One of the most important exchanges on the market, Coinbasecriticized the Securities and Exchange Commission (SEC) for its lack of regulatory clarity and action, while itself receiving its share of criticism following accusations of insider trading – which led two US regulators to indict a former SEC employee stock Exchange.
Coinbase announced on Thursday that it had filed a petition asking the SEC to “start making rules for digital assets,” stating that the existing rules for securities do not work for digital assets, and saying that the regulator does not did not want to set new rules for the crypto sector. Coinbase believes this puts investors at risk, taking the example of XRP funds lost during the regulator’s legal battle with Ripple.
According to the exchange, most digital assets today have the characteristics of securities, and most are designed to avoid securities laws in the United States. They stated the following,
“Crypto-assets that are securities need an up-to-date set of rules for safe and effective practices. Crypto-assets that are not securities need certainty that they are outside of these rules. Anything less will result in entrenching existing technologies to the detriment of innovation and, ultimately, consumers.”

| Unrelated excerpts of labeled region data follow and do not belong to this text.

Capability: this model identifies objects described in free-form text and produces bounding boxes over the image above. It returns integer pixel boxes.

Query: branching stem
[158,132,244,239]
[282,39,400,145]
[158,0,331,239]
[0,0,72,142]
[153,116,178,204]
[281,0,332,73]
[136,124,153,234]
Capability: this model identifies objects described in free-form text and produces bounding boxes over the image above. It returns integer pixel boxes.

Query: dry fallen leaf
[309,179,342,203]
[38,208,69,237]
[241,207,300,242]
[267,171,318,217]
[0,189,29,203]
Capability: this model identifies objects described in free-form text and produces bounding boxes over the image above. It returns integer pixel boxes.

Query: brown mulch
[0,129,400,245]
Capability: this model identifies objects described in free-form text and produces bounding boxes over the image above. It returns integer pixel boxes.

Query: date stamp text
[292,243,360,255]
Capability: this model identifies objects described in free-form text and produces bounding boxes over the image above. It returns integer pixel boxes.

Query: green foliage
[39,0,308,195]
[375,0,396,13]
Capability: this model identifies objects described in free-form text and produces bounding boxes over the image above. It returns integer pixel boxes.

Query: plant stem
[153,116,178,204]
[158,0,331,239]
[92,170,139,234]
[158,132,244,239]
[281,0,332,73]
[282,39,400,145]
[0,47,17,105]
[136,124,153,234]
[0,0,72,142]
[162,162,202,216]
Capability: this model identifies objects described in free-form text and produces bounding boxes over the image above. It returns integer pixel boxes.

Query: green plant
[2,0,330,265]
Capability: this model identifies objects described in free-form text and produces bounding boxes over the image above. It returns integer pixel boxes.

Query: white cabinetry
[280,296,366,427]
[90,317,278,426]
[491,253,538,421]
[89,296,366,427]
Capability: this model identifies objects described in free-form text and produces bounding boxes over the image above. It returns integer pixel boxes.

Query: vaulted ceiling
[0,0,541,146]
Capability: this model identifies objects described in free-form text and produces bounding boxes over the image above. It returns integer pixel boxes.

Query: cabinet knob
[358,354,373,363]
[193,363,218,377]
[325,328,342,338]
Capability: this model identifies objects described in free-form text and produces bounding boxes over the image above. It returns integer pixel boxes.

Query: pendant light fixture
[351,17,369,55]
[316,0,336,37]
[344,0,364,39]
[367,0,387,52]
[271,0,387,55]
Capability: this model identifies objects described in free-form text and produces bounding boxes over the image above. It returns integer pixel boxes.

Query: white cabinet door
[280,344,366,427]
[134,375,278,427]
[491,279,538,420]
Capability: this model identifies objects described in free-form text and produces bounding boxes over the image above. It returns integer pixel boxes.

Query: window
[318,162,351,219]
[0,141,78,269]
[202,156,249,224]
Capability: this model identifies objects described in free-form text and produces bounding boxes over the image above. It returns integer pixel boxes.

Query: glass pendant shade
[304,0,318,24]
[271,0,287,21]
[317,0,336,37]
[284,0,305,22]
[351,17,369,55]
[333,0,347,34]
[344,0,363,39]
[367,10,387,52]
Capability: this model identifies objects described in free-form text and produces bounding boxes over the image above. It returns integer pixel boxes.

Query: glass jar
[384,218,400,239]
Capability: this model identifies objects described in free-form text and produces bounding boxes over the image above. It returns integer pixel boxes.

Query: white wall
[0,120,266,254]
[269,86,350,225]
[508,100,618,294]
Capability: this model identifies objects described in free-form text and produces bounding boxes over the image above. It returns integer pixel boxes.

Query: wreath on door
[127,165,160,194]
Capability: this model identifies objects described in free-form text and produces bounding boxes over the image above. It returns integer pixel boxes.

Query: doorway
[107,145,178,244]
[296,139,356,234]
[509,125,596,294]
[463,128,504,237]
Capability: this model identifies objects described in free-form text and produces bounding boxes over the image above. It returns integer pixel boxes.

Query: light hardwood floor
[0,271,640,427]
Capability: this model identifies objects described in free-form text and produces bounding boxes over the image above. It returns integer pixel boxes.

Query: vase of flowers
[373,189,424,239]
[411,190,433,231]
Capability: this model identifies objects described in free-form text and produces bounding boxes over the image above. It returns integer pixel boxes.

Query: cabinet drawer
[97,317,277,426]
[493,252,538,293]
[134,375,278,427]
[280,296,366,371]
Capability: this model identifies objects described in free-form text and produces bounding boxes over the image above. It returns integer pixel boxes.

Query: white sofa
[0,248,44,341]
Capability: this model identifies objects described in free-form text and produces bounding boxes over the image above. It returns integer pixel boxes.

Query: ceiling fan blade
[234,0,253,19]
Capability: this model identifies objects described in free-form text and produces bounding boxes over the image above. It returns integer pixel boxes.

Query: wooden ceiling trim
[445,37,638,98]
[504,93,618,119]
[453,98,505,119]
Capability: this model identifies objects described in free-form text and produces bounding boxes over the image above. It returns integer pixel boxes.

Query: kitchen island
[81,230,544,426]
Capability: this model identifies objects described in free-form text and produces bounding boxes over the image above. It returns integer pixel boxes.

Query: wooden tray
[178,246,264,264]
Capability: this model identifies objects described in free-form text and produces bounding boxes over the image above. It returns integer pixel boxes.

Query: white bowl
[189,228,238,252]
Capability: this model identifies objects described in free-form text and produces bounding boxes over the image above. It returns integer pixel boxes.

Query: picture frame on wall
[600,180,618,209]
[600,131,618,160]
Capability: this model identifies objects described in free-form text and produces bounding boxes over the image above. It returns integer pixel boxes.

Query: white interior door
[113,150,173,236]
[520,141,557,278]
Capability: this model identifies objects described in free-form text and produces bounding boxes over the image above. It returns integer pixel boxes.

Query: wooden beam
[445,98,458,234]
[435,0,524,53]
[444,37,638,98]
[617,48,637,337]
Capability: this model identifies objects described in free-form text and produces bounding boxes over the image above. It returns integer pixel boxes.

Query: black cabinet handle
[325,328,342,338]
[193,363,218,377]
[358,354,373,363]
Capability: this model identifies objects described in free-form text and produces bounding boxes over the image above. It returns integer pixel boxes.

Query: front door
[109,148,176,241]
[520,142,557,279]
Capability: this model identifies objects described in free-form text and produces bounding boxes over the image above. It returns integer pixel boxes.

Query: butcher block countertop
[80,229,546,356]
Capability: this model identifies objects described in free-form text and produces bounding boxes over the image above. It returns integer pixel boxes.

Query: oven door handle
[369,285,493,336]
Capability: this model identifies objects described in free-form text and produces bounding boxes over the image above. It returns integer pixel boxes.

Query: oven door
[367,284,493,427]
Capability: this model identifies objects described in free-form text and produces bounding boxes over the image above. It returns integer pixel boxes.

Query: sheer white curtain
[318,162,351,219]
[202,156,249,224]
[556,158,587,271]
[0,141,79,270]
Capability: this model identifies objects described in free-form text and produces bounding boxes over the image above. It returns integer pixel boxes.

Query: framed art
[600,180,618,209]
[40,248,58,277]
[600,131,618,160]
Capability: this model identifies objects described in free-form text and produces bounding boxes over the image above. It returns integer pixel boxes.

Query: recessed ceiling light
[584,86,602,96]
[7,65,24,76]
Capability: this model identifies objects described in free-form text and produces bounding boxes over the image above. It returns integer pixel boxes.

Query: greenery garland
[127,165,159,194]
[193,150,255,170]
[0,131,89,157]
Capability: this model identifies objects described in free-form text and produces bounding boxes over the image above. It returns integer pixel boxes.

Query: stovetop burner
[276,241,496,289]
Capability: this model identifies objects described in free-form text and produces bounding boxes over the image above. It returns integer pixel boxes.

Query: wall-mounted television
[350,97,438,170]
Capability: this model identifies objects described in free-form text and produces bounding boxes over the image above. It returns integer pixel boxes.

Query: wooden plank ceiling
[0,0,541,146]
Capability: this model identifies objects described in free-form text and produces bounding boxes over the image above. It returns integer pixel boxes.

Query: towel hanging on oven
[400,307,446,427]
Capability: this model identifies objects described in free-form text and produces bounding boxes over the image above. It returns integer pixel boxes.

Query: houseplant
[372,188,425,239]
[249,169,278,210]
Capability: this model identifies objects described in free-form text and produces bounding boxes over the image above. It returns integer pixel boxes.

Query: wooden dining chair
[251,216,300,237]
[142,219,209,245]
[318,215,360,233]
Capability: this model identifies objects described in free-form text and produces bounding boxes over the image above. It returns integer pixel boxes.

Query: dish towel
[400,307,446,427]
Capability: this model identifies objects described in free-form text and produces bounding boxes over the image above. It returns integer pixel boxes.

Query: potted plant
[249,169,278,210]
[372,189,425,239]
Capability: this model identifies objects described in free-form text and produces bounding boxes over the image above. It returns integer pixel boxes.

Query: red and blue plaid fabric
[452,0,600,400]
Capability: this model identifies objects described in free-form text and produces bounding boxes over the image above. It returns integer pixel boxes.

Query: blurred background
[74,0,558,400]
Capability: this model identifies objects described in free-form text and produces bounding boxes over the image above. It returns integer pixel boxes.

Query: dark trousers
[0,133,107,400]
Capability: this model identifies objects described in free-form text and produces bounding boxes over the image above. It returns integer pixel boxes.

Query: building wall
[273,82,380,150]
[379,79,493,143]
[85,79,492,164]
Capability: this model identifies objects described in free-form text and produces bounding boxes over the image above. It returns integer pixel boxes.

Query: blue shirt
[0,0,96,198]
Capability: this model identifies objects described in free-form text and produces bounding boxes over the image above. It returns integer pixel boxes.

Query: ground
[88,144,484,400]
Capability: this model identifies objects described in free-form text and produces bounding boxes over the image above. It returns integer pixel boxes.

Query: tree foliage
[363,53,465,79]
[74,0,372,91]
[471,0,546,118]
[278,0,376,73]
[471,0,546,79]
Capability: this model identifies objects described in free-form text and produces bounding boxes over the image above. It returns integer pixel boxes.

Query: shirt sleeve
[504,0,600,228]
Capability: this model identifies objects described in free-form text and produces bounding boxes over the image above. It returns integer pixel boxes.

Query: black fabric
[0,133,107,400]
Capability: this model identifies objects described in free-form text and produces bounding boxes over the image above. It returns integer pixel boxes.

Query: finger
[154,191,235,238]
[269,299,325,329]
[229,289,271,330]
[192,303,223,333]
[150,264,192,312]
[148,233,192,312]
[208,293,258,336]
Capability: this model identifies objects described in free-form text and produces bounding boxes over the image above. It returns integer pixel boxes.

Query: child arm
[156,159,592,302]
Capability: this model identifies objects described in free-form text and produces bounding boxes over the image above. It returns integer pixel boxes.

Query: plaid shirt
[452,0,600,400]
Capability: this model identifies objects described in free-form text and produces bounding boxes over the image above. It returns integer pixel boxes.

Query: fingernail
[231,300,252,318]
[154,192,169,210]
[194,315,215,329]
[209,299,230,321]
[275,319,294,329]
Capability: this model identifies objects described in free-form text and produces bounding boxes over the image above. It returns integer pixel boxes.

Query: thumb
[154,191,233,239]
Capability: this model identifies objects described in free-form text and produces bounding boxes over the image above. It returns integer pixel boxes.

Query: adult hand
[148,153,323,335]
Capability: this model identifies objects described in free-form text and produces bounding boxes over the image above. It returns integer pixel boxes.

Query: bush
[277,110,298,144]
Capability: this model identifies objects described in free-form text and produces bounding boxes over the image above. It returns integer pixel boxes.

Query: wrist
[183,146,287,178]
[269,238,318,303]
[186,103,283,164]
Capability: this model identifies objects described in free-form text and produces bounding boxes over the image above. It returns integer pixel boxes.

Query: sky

This statement was made the same day the SEC announced the indictment of individuals who allegedly “purchased at least 25 crypto assets, nine of which were securities.” This has once again raised many questions within the cryptosphere about regulatory (non-)clarity in the US.
The Commodity Futures Trading Commission (CFTC) intervened with a statement from the Commissioner Caroline Pham calling for regulatory collaboration, stating that this SEC complaint alleges that “dozens of digital assets, including those that could be described as utility tokens and/or certain tokens attached to decentralized autonomous organizations (DAOs), are transferable securities”:
“The SEC’s allegations could have broad implications beyond this case alone, underscoring how critical and urgent it is for regulators to work together.”
The aforementioned SEC announcement was not strictly about securities, but also focused on the accusations made jointly by the agency and the Department of Justice (Department of Justice, DoJ), against a former Coinbase manager and two other individuals. As reported yesterday, the trio allegedly used confidential information about the assets scheduled to be listed on the exchange.
The SEC announcement clarified that the exchange had warned its employees not to engage in trading operations “based on this confidential information or to communicate it to others”. Yet the “system allegedly generated illicit profits totaling more than $1.1 million [USD]”.
As Cryptonews.com reported a month ago, the SEC has allegedly launched a series of investigations into the activities of numerous crypto exchanges, working to determine whether the companies have put in place adequate protections against insider trading. .
The cryptosphere also had a say, suggesting that Coinbase must have been aware of the situation, with the scheme lasting for about a year at least.
“They know perfectly well which assets they have just listed, it is not difficult to find a portfolio that buys all these assets the day before,” said commented popular trader Cobie (Jordan Fish).
In an April post, updated Thursday, Coinbase wanted to thank the DoJ for acknowledging the exchange’s contribution to holding these individuals accountable. Coinbase also stated that “no asset listed on our platform is a security, and the SEC charges are an unfortunate distraction from proper enforcement action today.”